By law, owners of industrial enterprises are responsible for cleaning up industrial waste and disposing of wastewater without damaging the environment, but factory owners differ. Most industries were founded five or six decades ago and There is no room for treatment plants in factories.

The government has plans to clean industrial wastewater, but no progress has been made on it yet. A large treatment plant was started in Korangi Industrial area, but it is no longer working.

Karachi does not have spaces for garbage, so trash or solid waste, including plastic, is dumped directly into the sea or into rain drains, which eventually fall into the sea after the flood of monsoon.

According to Sindh Environmental Protection Agency (SIPA) data from the Provincial Environmental Protection Agency, much of the waste comes from a large local colony of livestock, including about a million animals, including cows and buffaloes. The waste produced here is also dumped into the sea.

Pakistan’s two ports on the same coast, Karachi Port and Bin Qasim Port, also contribute to pollution. The Karachi Port Trust (KPT) ‘s Arbak authority says it is working day and night to keep the sea clean, but according to the Pakistan Game Fish Association, the Karachi port is the most polluted area in the world.

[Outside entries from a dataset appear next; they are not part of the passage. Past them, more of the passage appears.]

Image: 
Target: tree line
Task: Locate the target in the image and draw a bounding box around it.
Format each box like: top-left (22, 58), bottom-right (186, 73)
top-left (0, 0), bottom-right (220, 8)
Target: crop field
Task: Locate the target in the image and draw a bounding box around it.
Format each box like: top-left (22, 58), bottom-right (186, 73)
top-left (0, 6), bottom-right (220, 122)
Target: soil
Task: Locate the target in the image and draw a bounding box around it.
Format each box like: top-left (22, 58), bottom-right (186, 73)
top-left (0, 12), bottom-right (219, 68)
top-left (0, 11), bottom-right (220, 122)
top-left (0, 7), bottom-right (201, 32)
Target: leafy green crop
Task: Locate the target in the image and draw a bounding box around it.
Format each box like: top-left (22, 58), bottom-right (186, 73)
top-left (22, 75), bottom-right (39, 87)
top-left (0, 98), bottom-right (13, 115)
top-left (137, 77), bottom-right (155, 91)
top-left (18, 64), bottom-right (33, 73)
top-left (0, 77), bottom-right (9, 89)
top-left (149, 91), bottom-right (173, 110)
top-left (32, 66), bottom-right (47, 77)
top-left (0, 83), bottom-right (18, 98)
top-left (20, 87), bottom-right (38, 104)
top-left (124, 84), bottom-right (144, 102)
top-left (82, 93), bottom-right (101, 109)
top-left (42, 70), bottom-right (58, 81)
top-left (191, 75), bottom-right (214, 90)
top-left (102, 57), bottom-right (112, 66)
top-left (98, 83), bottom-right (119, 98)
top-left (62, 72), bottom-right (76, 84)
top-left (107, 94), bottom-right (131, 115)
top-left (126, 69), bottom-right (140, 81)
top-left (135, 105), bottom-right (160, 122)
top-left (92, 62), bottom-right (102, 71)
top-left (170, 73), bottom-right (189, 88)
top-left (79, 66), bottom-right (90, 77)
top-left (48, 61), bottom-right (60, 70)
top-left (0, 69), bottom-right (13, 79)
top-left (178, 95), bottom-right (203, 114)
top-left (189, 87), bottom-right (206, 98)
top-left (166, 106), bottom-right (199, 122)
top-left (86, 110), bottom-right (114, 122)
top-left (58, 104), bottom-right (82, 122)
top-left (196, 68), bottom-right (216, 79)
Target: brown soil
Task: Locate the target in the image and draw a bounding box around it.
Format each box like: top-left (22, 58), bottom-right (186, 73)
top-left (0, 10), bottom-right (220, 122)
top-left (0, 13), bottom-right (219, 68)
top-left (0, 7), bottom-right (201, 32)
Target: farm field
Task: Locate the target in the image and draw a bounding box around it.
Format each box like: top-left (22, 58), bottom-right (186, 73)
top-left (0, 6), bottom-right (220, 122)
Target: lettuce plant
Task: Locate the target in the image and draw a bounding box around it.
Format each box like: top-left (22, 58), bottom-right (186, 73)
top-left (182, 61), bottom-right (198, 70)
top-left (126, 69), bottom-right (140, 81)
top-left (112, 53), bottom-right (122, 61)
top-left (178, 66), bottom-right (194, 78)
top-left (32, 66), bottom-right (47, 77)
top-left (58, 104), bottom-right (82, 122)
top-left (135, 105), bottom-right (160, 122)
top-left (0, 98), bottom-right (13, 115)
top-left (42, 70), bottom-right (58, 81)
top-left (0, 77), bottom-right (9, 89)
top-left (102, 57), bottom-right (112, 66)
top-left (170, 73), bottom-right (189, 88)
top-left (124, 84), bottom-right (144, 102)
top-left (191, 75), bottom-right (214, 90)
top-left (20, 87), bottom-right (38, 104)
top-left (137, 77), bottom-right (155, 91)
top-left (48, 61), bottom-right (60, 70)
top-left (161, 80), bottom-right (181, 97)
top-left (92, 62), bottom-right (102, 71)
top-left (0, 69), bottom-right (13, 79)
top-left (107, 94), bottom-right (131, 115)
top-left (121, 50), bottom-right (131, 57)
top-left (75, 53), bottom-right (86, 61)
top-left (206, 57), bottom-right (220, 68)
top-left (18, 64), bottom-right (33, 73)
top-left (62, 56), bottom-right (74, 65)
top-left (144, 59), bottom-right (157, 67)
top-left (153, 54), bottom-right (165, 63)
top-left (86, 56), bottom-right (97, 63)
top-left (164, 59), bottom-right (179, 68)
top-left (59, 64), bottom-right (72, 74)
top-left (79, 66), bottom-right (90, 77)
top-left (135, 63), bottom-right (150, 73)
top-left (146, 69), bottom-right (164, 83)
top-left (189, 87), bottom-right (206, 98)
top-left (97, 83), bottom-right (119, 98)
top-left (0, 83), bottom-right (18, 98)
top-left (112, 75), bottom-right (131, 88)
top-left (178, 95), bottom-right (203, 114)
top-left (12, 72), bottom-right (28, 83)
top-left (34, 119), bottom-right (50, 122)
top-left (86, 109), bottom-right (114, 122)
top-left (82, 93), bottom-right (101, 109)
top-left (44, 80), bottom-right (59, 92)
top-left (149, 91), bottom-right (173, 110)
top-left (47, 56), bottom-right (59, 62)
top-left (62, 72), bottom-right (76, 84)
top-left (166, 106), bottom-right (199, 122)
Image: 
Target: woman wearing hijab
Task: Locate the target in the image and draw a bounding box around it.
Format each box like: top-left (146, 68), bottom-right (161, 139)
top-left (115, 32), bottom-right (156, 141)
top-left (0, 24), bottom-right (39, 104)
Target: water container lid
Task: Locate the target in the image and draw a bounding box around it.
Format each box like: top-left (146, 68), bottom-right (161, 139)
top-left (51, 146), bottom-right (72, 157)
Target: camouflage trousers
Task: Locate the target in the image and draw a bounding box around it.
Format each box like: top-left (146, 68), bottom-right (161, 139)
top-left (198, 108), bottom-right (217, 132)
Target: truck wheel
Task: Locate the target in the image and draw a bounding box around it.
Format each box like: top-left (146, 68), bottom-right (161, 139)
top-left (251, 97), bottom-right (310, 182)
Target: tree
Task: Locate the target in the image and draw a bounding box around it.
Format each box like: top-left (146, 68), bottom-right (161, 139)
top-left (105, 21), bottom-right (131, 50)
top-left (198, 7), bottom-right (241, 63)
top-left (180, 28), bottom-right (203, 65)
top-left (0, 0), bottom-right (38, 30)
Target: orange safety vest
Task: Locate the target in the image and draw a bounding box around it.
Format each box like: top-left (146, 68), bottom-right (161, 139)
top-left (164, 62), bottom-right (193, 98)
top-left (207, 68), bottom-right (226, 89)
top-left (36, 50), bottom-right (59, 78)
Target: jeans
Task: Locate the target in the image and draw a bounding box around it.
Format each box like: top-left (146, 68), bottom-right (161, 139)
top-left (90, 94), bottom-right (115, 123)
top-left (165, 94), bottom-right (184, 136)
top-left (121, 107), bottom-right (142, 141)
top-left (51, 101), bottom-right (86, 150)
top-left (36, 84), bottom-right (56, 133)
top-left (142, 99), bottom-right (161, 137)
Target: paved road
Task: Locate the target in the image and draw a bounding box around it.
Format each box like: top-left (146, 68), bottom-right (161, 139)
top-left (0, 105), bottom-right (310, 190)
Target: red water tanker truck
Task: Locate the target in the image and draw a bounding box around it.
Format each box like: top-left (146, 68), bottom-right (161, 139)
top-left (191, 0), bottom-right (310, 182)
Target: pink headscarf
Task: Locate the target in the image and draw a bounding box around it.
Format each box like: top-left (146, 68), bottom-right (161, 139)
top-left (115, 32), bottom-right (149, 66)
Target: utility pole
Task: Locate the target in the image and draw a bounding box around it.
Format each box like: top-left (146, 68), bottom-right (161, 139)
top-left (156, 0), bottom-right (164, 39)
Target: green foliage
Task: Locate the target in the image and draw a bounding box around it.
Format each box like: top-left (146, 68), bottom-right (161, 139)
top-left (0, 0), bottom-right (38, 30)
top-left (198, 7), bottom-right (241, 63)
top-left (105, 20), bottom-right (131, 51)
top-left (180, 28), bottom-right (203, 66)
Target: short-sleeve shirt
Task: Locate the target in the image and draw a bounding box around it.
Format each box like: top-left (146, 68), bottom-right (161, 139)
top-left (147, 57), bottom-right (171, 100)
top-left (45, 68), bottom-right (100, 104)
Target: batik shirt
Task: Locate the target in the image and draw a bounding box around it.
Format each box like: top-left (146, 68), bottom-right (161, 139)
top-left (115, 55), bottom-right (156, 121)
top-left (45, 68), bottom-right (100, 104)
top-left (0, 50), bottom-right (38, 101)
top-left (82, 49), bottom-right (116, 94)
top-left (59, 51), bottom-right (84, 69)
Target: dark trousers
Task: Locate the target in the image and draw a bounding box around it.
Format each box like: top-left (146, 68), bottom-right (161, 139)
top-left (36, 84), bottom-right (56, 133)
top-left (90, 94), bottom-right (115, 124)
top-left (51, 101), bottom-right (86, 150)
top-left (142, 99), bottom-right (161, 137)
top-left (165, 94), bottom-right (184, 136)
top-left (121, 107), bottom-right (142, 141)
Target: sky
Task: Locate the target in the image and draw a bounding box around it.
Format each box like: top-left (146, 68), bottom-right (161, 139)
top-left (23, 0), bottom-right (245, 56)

Oil spill incidents are commonplace and the 2003 Tasman Spirits oil spill is one of the worst in the world.

A Greek ship called Tasman Spirits near Karachi Port and thousands of tonnes of crude oil flowed from the ship, contaminated the coast and left thousands of fish and birds dead in the area. The effects of the crash are still felt.

Animals and their environment experts are concerned about rising marine pollution. Green turtles and turtle fishes are sometimes found dead along the coast, with their species being endangered.

Their deaths are due to pollution, especially by throwing plastic waste into the sea, falling into the sea of ​​industrial waste. Many species of fish have now become rare in the Arabian Sea.